- Danish: Alene i vildmarken
- Genre: Reality Survival
- Based on: Alone
- Country of origin: Denmark
- Original language: Danish
- No. of seasons: 10
- No. of episodes: 68 (+7?)

Original release
- Network: DR1
- Release: 1 January 2017 – present

= Alone Denmark =

Danish survival reality television series

Alone Denmark is a television program that premiered on 1 January 2017 on DR3. It is the Danish version of the North American television show Alone.

== Format ==
A group of contestants are sent out into the wilderness in total isolation and with minimum survival equipment. They must film their experience themselves as they struggle with hunger, cold, isolation, the harsh environment and their own mental struggle. Each participant is given an emergency GPS transmitter and a satellite phone that they can use to withdraw from the competition or to call for help at any time.
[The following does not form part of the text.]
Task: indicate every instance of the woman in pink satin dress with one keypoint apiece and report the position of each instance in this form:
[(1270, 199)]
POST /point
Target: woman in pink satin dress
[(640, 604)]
Before the competition begins, participants must pass medical and psychological checks as well as basic bushcraft trials (eg. shelter building, fire making).

Unlike the North American version, there is no prize money for the winner in the Danish version.

When the show returned in 2021 for a fifth season, the series switched from individual participants to pairs.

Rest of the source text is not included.